METHODS: In this work, we apply Lotka-Volterra dynamics - coupled first-order nonlinear differential equations used to describe the dynamics of biological systems in which two or more components interact - to examine the effect and magnitude of modulatory feedback (ie, "damping") on the response function (ie, pain perception) to the incidence of cumulative pain.
RESULTS: Simulations demonstrate that our approach can model individual consecutive pain signals (i) if the inter-pain-signal time is larger than a certain threshold, (ii) if the magnitude of immediate consecutive pain signals differs, or (iii) if during superposition of (partially) concurrent pain signals the magnitude of the resulting superimposed pain signal changes during an ongoing pain signal event.
DISCUSSION: Our results suggest that pain perception declines after an initial stimulus, but does not immediately return to zero (or baseline); instead, it settles at a lower plateau level that persists essentially for the duration of the stimulus input.
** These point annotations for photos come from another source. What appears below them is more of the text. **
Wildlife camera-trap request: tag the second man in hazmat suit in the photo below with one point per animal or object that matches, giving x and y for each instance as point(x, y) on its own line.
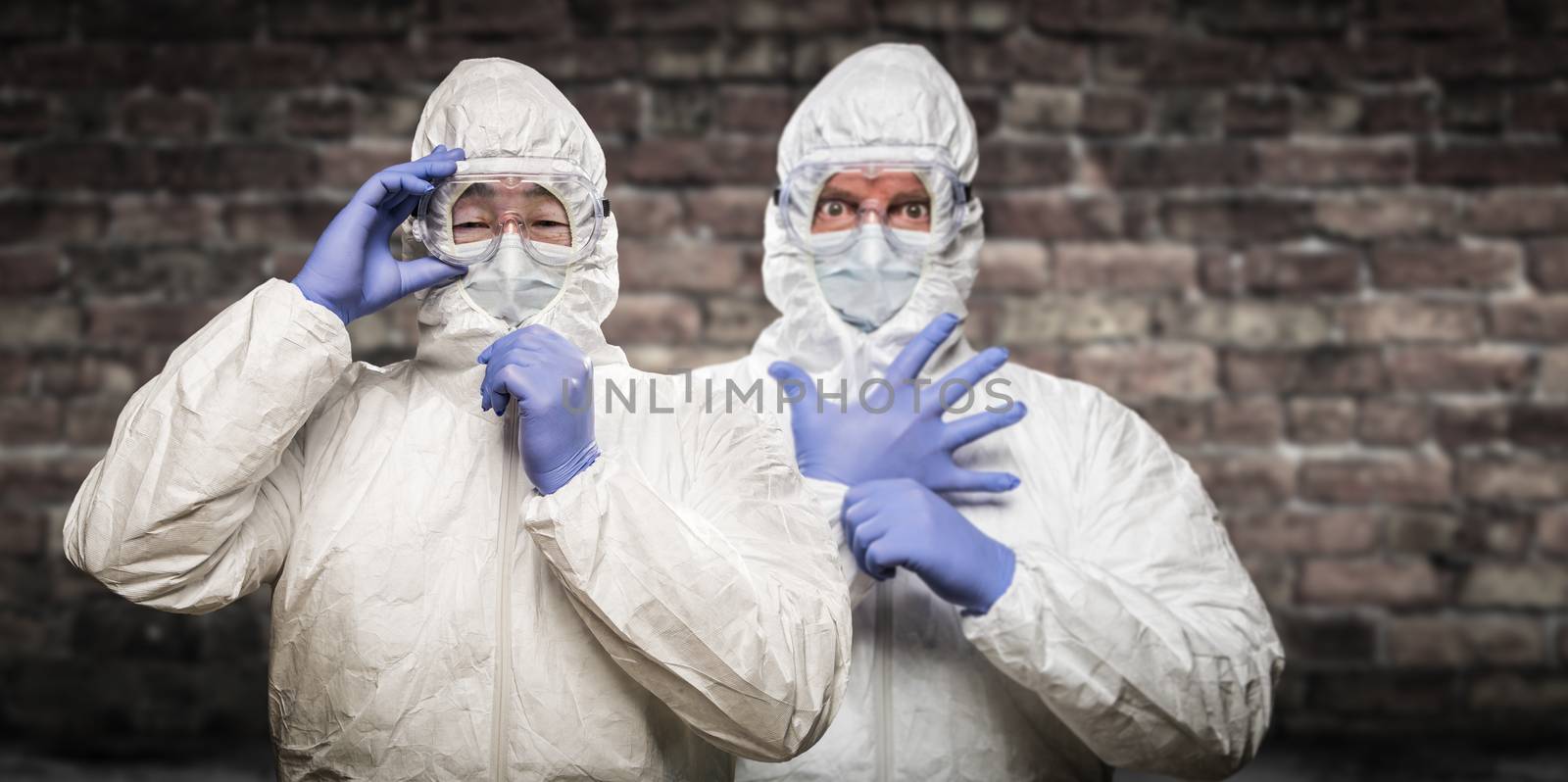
point(648, 598)
point(1066, 598)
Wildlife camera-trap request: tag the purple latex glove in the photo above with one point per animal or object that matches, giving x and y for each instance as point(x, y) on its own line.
point(553, 383)
point(901, 431)
point(352, 269)
point(902, 523)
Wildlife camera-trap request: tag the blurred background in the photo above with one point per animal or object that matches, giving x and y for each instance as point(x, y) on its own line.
point(1321, 245)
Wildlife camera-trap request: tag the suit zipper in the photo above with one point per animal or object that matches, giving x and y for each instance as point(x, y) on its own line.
point(510, 491)
point(885, 680)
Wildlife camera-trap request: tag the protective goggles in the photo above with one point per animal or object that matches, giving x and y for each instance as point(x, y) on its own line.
point(546, 201)
point(908, 190)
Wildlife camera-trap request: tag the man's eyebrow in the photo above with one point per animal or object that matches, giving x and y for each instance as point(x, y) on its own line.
point(833, 193)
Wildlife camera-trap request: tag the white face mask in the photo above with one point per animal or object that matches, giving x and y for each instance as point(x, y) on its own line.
point(512, 285)
point(870, 279)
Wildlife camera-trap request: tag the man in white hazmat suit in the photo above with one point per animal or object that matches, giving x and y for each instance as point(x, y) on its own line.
point(1087, 613)
point(658, 601)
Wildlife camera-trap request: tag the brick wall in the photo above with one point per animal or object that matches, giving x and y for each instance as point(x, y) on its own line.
point(1322, 245)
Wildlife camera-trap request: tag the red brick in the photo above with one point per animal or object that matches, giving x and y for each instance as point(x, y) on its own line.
point(1154, 370)
point(1361, 480)
point(23, 530)
point(1176, 62)
point(1463, 267)
point(271, 221)
point(1104, 16)
point(1551, 530)
point(1321, 62)
point(653, 317)
point(1322, 418)
point(1471, 423)
point(1379, 582)
point(753, 109)
point(1517, 478)
point(1397, 113)
point(28, 420)
point(692, 160)
point(1247, 480)
point(1305, 531)
point(1113, 113)
point(1460, 641)
point(30, 271)
point(1520, 585)
point(1266, 115)
point(1410, 320)
point(1172, 165)
point(1246, 420)
point(1387, 215)
point(1494, 164)
point(1176, 420)
point(1249, 323)
point(736, 320)
point(320, 117)
point(1541, 112)
point(1300, 271)
point(1518, 212)
point(1032, 109)
point(1549, 264)
point(728, 212)
point(679, 266)
point(1531, 320)
point(1393, 421)
point(1520, 696)
point(1013, 267)
point(1034, 164)
point(1335, 164)
point(1236, 219)
point(38, 323)
point(1458, 368)
point(1054, 217)
point(1324, 370)
point(132, 321)
point(1133, 269)
point(1471, 112)
point(1539, 425)
point(656, 214)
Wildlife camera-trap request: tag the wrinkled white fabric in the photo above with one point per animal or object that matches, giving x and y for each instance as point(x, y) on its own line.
point(674, 602)
point(1131, 635)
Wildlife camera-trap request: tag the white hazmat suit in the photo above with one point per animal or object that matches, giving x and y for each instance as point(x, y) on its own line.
point(673, 602)
point(1129, 637)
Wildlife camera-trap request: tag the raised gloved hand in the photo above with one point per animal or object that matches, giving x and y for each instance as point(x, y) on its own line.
point(352, 269)
point(902, 523)
point(553, 383)
point(901, 431)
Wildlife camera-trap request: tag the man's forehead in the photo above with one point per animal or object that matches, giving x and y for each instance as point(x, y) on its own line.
point(498, 193)
point(882, 183)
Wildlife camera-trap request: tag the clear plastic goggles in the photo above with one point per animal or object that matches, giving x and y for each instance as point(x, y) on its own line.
point(911, 191)
point(549, 203)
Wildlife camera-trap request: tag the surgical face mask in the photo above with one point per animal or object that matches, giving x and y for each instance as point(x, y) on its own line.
point(512, 285)
point(864, 276)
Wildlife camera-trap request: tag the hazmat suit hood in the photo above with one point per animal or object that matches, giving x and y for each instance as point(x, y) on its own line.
point(502, 109)
point(891, 94)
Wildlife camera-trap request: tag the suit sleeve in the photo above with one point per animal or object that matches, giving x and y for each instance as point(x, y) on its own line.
point(1144, 633)
point(726, 602)
point(195, 504)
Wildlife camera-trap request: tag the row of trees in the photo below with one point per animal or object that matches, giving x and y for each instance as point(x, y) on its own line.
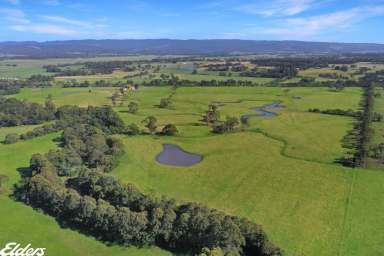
point(281, 71)
point(358, 139)
point(339, 112)
point(120, 214)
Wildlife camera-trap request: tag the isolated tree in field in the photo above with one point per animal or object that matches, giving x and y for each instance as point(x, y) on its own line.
point(212, 115)
point(133, 129)
point(165, 103)
point(169, 130)
point(150, 124)
point(229, 125)
point(133, 107)
point(11, 138)
point(114, 98)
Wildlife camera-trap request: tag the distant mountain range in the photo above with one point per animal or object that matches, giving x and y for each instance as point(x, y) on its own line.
point(182, 47)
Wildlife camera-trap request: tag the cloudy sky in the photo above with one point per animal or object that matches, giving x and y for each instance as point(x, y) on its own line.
point(309, 20)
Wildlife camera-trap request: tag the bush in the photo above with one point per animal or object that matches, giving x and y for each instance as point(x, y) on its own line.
point(169, 130)
point(11, 138)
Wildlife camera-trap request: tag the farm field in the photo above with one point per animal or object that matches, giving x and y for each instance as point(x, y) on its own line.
point(278, 172)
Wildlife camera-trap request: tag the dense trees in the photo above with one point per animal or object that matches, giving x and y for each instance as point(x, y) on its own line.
point(165, 103)
point(14, 112)
point(133, 107)
point(3, 178)
point(11, 138)
point(113, 212)
point(229, 125)
point(150, 123)
point(169, 130)
point(8, 87)
point(339, 112)
point(212, 115)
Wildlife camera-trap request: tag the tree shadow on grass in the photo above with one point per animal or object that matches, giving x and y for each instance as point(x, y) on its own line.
point(24, 172)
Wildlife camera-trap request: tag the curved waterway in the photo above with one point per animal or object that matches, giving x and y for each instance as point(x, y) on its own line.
point(175, 156)
point(263, 111)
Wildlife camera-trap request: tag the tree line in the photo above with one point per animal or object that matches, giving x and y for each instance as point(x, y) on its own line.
point(358, 139)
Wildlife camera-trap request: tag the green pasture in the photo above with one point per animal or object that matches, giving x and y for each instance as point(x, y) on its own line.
point(278, 172)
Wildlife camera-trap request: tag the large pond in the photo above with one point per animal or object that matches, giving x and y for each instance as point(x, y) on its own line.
point(175, 156)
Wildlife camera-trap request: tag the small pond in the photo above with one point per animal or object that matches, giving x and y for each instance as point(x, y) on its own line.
point(263, 111)
point(175, 156)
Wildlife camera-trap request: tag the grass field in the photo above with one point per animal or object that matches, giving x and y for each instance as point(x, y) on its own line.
point(280, 172)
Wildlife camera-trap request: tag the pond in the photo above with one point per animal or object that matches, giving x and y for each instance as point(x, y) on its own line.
point(175, 156)
point(263, 111)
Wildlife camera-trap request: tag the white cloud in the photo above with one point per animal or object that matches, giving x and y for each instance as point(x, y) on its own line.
point(278, 7)
point(305, 28)
point(65, 20)
point(44, 29)
point(14, 16)
point(11, 1)
point(52, 2)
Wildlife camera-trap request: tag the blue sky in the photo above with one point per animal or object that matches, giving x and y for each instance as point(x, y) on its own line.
point(308, 20)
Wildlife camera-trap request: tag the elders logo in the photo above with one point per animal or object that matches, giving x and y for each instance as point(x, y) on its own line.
point(15, 249)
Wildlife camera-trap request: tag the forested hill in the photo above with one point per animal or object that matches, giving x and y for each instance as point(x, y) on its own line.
point(169, 46)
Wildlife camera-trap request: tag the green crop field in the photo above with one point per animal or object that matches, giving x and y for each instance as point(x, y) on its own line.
point(279, 172)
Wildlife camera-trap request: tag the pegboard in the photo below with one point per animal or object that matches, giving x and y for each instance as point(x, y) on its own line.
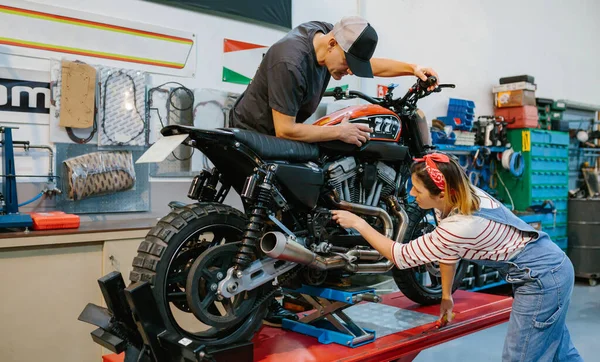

With each subsequent pain stimulus, the effect on the plateau level is cumulative, amounting essentially to a pain memory "trace". Therefore, in addition to a measure of the damage of an individual event (eg, a claw swipe), a herein newly-described measure of the cumulative damage is also monitored (eg, multiple claw strikes). This would provide two critical types of information helpful to make a decision to either fight or flee.